People generally prefer the familiar to the foreign. In investing, this preference expresses itself through home country bias. Biased investors allocate more to their home country’s stocks than the percentage their home country’s stocks are of the world’s stock market.
We often show clients the following cartogram illustrating countries’ shares of the global market capitalization.
Many are surprised that the U.S. is only half of the world stock market. Apple, Google, Chevron, Microsoft, GE… aren’t most great companies American? Judging by the U.S.-heavy portfolios new clients show us, many investment advisors may think so.

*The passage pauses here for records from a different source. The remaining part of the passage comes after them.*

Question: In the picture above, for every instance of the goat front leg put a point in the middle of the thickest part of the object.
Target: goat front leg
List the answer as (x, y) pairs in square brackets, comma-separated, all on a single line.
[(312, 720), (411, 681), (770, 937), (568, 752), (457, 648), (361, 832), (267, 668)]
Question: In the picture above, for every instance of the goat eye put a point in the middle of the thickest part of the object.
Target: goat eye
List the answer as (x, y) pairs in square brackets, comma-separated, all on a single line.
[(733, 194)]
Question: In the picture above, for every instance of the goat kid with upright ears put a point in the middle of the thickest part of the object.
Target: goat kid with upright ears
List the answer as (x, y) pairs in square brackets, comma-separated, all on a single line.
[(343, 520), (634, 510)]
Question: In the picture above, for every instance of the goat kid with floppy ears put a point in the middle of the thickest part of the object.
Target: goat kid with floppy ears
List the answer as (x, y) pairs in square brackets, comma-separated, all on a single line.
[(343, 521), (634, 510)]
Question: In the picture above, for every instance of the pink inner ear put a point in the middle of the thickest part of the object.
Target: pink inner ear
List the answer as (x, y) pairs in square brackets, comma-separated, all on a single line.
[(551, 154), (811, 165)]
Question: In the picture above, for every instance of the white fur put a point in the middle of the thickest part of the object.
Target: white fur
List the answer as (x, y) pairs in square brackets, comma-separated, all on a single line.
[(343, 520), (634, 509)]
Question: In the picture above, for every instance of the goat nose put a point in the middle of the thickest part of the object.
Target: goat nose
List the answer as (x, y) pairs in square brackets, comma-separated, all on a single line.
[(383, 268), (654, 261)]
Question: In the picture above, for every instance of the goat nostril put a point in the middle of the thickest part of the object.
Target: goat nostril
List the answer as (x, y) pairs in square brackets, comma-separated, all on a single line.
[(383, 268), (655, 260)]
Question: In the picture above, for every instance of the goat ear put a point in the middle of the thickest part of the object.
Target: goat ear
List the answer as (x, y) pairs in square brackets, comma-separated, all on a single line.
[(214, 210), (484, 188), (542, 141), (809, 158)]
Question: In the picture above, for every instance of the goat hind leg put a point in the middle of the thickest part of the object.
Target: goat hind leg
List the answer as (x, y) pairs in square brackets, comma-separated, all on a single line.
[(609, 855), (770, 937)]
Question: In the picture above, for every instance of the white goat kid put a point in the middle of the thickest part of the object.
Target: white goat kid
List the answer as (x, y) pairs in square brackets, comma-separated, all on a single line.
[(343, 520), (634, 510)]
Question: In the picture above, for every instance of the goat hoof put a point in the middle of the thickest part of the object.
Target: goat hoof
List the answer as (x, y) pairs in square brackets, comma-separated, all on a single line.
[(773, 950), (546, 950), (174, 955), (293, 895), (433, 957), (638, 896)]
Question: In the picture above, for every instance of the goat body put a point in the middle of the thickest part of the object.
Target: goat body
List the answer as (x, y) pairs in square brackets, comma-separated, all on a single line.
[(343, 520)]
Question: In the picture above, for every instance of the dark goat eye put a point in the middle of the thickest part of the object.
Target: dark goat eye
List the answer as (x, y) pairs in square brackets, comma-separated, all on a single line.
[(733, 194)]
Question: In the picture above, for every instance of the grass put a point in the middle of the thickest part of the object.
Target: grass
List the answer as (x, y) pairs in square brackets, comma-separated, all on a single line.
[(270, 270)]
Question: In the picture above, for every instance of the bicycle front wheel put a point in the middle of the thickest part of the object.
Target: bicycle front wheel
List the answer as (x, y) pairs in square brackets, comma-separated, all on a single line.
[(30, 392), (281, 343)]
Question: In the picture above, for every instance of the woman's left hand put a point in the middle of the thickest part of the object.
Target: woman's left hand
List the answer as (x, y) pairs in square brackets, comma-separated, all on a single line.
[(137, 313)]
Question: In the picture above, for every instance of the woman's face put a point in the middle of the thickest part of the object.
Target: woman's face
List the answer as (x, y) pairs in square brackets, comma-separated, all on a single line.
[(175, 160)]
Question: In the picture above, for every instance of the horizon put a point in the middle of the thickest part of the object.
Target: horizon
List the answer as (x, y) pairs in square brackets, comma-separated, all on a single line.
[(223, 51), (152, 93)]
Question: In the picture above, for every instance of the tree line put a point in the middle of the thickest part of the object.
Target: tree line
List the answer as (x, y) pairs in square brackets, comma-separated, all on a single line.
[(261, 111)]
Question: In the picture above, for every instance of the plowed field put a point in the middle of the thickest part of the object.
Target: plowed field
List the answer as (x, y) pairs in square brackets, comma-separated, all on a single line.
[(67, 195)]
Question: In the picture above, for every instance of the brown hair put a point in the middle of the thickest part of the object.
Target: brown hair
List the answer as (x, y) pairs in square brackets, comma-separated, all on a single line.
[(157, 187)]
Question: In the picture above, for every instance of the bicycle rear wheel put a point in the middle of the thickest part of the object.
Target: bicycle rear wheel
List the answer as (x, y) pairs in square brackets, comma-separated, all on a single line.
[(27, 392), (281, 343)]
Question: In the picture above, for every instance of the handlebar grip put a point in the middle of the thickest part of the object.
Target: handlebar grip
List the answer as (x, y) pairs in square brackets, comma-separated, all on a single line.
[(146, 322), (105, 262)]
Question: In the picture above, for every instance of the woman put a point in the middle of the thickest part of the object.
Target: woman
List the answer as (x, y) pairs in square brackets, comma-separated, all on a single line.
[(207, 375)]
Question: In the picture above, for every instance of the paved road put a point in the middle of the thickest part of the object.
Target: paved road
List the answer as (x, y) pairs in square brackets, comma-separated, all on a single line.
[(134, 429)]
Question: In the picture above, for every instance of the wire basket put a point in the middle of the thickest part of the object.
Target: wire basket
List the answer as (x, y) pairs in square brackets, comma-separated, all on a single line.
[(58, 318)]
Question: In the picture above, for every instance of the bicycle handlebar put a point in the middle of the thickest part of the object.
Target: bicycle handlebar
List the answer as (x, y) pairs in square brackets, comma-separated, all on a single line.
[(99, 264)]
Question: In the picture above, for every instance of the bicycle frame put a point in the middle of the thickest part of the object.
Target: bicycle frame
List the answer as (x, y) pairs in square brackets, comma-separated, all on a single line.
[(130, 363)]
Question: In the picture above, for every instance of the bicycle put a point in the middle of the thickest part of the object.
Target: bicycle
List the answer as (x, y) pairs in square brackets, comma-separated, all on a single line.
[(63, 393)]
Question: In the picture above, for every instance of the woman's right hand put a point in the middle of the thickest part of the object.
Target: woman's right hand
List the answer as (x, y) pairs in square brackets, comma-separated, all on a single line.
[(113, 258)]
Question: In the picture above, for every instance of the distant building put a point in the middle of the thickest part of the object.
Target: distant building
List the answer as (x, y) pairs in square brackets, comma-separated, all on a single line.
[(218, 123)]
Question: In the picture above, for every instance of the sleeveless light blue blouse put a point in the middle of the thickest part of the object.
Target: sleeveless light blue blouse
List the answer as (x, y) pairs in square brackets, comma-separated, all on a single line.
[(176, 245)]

There are myriad cited reasons for U.S. investors to have a home bias. The U.S. has strong corporate governance and rule of law. The U.S. has a track record of producing world-renowned products and businesses. U.S. multi-national corporations provide ample global revenue exposure. U.S. investing removes currency risk and has generally low transaction costs.
All of those statements are true. However, they are common knowledge. The markets have already priced them in. A paper by Vanguard shows that an over-allocation to domestic stocks is part of a wider phenomenon.
Americans actually look quite worldly in comparison. Canadian, British, and Australian home biases are staggering. The most incredible figure is that Japanese companies are a majority of Japanese stock portfolios. These are the very same Japanese stocks that remain far below their 1989 peak!
The next chart displays the Japanese stock market (Nikkei 225) starting in 1988. A systematic investor may have made money by buying the dips. But someone who held Japanese stocks over the past quarter century earned nothing.
For those who remember the 1980s, the hype was that Japan would overtake the U.S. as the world’s largest economy. Instead, during the last 25 years, the Japanese economy barely grew. A Japanese citizen suffered the double-whammy of bleak returns and an economic catastrophe at home.
Today, a few clicks can buy stocks anywhere. With every stock on everyone’s menu, the collective wisdom of the world’s investors – investment managers, endowments, retirement plans, etc. – values global stocks according to the cartogram. Yet with heavy home biases, individual investors in effect reject that collective knowledge.
Reasonable investors can disagree on whether some home bias is justified. However, it’s hard to justify the dramatic biases we see above. An investor with a strong home bias (a) reduces his access to the global opportunity set, (b) attempts to outsmart the collective wisdom of millions of investors, (c) is under-diversified, and (d) risks overexposure to a lackluster market.